Thread - TVC XII — 31st March-2nd April

@ 2012-04-04 8:11 PM (#7095 - in reply to #7092) (#7095) Top

motris

Posts: 199

Country : United States

motris posted @ 2012-04-04 8:11 PM

You can certainly pivot rankings around whatever solvers you want ordered better, but you lose resolution in different areas. Here, if you applied something like this to the LMI rankings to try to get the 20th place solver at the right value (with 200 solvers on average), you would greatly affect the top standings because some tests would now be worth more than others. I think the top must always be fixed. The question is where a second pivot point be placed, and should there be another besides just the median result as currently in the LMI rankings. I'll note that applying this fix on Marathon, for example, makes Samurai worth much much more than some other puzzles. Which is an opposite problem from it being worth 0 for me, but this is the problem with a pick N from M system as you need equivalent pieces to drop out one or two.

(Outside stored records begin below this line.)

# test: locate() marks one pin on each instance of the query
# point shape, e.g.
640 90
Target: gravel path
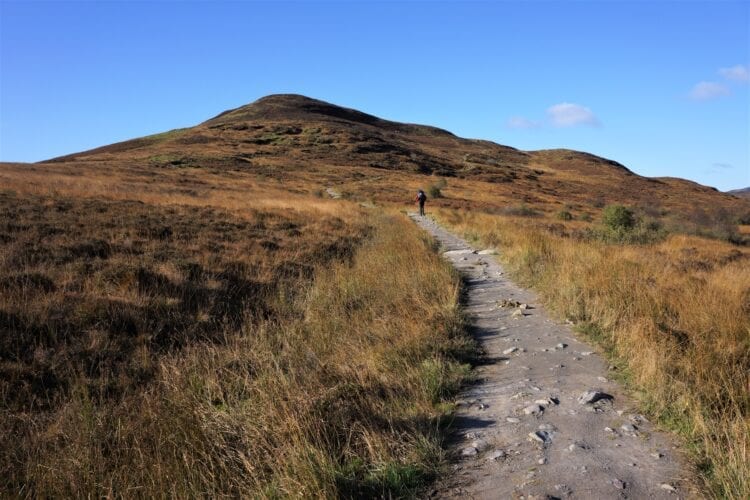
544 420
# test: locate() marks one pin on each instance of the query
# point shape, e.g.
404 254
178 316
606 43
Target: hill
201 296
295 138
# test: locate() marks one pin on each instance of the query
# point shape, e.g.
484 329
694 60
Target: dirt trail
544 420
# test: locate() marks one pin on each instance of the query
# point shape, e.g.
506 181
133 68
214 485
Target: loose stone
540 436
533 410
618 484
480 445
496 455
469 451
591 397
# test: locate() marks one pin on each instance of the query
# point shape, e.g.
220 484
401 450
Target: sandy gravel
525 429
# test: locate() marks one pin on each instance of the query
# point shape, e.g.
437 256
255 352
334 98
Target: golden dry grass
235 341
677 313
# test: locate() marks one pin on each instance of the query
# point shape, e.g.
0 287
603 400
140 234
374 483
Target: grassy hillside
191 312
189 351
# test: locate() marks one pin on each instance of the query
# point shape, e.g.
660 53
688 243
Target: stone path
544 421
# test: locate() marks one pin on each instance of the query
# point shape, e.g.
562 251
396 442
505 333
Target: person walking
421 198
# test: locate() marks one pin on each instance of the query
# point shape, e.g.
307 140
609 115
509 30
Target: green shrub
618 218
564 215
434 191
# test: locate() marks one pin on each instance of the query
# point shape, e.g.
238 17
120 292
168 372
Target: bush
564 215
521 210
618 218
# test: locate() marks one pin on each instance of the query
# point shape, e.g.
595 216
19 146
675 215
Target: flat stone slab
565 429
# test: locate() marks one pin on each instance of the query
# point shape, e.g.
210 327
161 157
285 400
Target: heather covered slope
291 137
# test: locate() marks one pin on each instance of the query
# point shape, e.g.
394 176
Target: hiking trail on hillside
543 419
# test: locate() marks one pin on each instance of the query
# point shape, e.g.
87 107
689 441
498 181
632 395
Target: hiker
421 198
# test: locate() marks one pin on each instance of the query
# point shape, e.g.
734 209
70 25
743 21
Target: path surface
525 429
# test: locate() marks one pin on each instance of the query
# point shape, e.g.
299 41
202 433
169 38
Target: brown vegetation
154 350
190 314
676 313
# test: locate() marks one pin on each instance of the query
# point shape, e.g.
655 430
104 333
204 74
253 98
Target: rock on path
549 423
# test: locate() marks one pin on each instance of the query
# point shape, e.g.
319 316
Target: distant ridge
742 193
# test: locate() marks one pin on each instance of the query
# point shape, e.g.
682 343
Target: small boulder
591 397
533 410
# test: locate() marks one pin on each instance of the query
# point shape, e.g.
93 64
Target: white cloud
724 166
738 73
521 122
704 91
569 115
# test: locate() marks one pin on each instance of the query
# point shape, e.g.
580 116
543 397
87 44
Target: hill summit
285 135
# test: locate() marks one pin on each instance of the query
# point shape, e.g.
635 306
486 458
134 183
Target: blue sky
661 87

I'll note, as I did on Para's blog, that the easiest way to rank solvers is to simply let them all finish a test. And then directly compare the times (or, equivalently, to use proportional time bonus so a person solving at 20 points per minute rate actually gets 20 points per minute rate bonus to keep the lead they earned). When solvers have not completed the test, and point values are somewhat arbitrary, you are going to have some misorderings that are unavoidable. With TVC, I note one problem is that early "big wins" got suppressed by smaller time bonus. TVC XII had more time bonus, but also so many more puzzle points for a solver to win. If TVC IX had an equivalent 19 puzzles, the eventual result could have been as big. Typos/errors are a whole different problem to talk about. And if you've watched my LMI tests, you know what I think is needed there.

@ 2012-04-05 4:04 AM (#7097 - in reply to #7095) (#7097) Top

MellowMelon

Country : United States

MellowMelon posted @ 2012-04-05 4:04 AM

motris - 2012-04-04 8:11 AM

You can certainly pivot rankings around whatever solvers you want ordered better, but you lose resolution in different areas. Here, if you applied something like this to the LMI rankings to try to get the 20th place solver at the right value (with 200 solvers on average), you would greatly affect the top standings because some tests would now be worth more than others. I think the top must always be fixed.

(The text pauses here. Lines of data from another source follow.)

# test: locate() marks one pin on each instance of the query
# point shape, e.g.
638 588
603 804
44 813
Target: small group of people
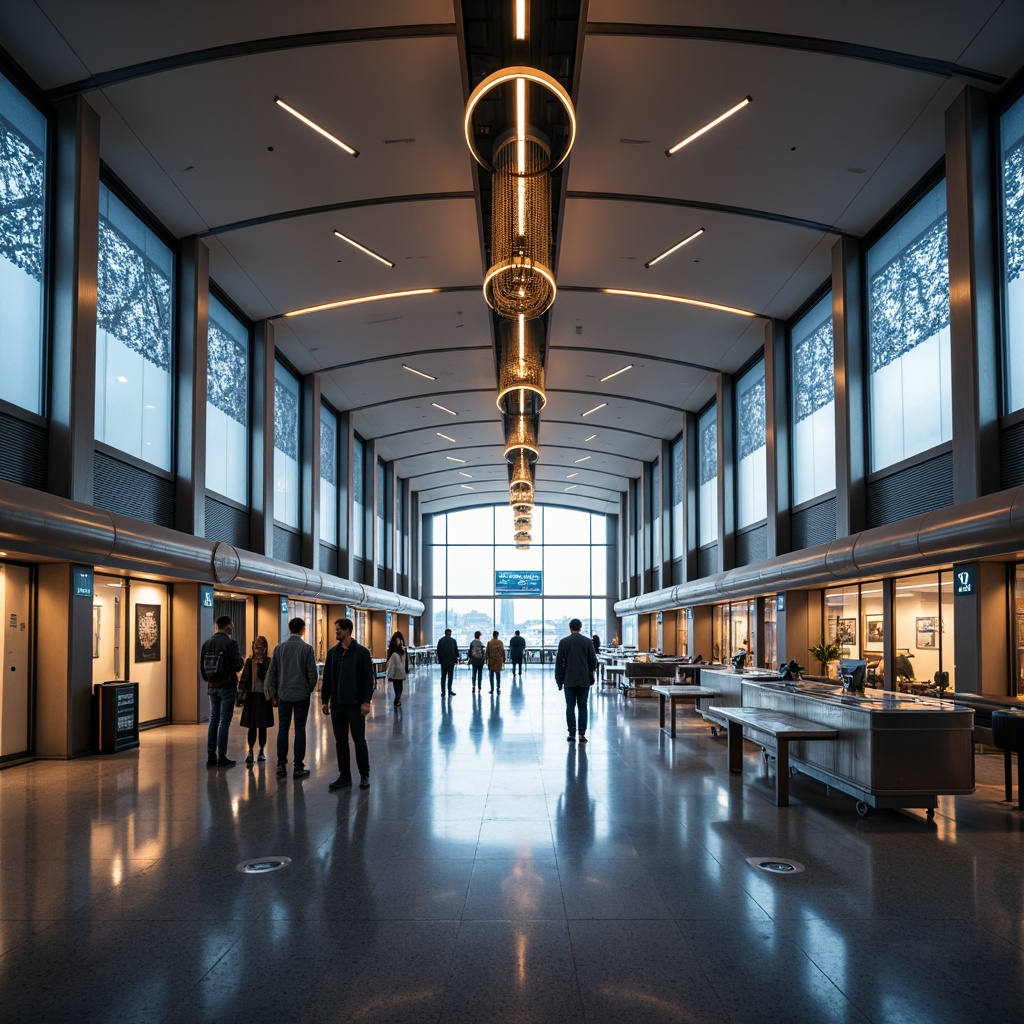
287 681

Honestly, affecting the top standings is one reason I am proposing this; I'm not a big fan of how the current system handles things on either side. I also don't think there is an objectively perfect system, and your second paragraph agrees. My argument is that pinning to the top 10% does a better, even if imperfect, job of valuing individual tests then pinning to the top finish only, for both of podium finishers and those in the top 20. I think my post and Para's have explained how it works for the top 20 region better already, so I won't repeat that here.

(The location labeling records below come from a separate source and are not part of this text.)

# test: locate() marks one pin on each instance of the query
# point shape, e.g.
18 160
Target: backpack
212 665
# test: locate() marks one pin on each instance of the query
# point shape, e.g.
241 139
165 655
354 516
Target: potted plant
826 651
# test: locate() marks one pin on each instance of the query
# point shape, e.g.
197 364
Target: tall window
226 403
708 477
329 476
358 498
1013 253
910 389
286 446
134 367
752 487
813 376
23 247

For why I think it works better for the top finishers, the basic reason is that a person with a particularly strong performance is compensated for it by knocking everyone else's score down. But other competitors who get closer 1st place finishes on other tests are awarded the exact same 1000. An indirect method of compensation like this doesn't seem to work as well, especially when you have features like discarding worst performances. On the other hand, a top 10% system more directly rewards a strong performance by giving a very high NS. The only way a rival can equal that NS is to similarly blow everyone else away on another test; if they can't do that, they don't deserve to have such a high value factor into their rating. You might call this valuing tests differently; whatever it is, I consider it an advantage of the system.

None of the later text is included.